The **CORREL** function returns the correlation coefficient of two arrays. You can use the correlation coefficient to determine how strongly the two variables are related to each other. This value can also be shown in an analysis created with the **Regression** tool. This coefficient is named *Multiple R*.

You can generate *residual *values using the *slope* and *Y-intercept*. Based on the *y = bx + a* formula, you need to multiply the *slope* with the *X* value, and add the *Y-intercept*. The difference between the *actual* *Y* and *predicted Y* gives the residual value.

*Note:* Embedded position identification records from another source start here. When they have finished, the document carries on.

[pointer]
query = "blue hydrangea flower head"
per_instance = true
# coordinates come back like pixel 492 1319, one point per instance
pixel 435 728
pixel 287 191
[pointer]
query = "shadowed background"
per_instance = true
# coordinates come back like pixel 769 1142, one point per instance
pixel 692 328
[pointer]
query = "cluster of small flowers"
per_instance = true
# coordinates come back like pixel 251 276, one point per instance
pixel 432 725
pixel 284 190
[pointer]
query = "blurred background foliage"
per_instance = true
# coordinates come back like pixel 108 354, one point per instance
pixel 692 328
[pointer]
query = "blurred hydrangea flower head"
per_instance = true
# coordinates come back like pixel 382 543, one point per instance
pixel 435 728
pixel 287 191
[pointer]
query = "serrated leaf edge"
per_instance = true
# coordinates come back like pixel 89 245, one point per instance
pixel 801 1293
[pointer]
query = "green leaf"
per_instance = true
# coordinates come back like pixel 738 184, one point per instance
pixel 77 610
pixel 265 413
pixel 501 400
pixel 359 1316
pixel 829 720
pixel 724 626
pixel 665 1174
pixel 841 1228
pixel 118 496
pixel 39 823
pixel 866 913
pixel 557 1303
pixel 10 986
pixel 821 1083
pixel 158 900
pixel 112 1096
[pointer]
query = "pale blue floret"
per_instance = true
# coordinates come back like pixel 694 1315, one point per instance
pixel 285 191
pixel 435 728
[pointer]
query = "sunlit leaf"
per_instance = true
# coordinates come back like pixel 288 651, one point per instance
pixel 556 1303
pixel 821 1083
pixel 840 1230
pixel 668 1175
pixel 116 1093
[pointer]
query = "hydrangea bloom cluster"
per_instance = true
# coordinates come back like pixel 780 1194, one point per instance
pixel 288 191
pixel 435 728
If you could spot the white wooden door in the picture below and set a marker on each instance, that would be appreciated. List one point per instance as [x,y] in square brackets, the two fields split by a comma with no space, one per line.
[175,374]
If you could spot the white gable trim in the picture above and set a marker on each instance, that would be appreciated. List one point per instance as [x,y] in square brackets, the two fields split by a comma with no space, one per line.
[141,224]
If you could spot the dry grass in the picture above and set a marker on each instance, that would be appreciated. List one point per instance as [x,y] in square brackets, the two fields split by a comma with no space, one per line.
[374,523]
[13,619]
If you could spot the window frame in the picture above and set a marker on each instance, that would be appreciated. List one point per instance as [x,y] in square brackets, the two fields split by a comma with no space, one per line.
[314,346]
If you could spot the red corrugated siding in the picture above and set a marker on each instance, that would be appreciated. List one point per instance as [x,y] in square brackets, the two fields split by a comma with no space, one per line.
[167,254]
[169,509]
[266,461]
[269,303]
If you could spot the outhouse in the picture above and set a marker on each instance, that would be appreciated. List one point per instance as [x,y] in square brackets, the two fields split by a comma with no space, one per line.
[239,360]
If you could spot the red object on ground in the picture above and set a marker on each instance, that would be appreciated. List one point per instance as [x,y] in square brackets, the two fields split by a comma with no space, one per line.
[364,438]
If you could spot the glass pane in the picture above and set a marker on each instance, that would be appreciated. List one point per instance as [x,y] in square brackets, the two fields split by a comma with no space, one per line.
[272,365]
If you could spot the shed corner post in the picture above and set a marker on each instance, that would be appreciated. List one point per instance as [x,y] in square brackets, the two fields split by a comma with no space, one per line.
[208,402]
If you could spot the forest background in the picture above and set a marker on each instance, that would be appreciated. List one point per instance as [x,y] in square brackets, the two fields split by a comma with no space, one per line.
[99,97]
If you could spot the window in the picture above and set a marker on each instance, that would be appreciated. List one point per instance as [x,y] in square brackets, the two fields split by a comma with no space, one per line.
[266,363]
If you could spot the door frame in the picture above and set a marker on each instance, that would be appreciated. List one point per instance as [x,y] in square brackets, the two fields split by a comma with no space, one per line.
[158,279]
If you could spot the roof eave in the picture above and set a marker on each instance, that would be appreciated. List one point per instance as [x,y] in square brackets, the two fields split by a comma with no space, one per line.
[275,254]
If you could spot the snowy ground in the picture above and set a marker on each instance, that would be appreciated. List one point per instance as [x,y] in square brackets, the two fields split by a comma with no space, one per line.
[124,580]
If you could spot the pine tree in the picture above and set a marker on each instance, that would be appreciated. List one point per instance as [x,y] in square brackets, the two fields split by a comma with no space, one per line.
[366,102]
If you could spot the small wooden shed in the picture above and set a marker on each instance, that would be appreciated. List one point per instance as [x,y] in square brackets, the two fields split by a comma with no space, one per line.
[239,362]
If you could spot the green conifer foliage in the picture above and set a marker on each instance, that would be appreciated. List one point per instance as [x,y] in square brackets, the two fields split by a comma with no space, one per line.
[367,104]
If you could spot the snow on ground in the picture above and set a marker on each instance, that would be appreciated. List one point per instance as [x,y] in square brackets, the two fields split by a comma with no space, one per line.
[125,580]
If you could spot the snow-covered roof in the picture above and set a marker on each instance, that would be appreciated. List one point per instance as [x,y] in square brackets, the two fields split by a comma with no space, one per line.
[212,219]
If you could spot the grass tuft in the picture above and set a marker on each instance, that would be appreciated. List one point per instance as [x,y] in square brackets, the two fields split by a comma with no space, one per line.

Assume that we call the slope and intercept values *“slope” *and *“y_intercept”*. Our formula for the first predicted value becomes:

=A2*slope+y_intercept

The formula to find the difference between *predicted* and *actual* value would be,

=B2-G2

We then copy down both formulas to generate the values for each value in our data table.

## Regression Graph

Visualizing data is one of the easiest way to identify outliers and compare multiple elements. Excel versions 2010 or newer support **Trendlines**. This is a powerful tool that can show the regression between two series without any calculations.

Make sure that the *independent* variables (X) are on the first column, and *dependent* variables (Y) are on the second. Then, select your data table to start creating a chart.

Create a **Scatter Chart** from **INSERT > Scatter (Charts)**

Add a *linear* **Trendline** by using the plus sign next to chart, or right-click a data point.

The trendline formula does the same thing as the **Regression **tool and **Formula** methods. You can also improve the looks with few modifications. Double-click on the trendline to open options pane.

You can add an *Equation Formula *and* R ^{2} *values to the chart by enabling the related options in the

**Format Trendline**menu.

You can also modify the chart properties like the color of the trendline, the chart and axis titles, and axis formatting from the same menu.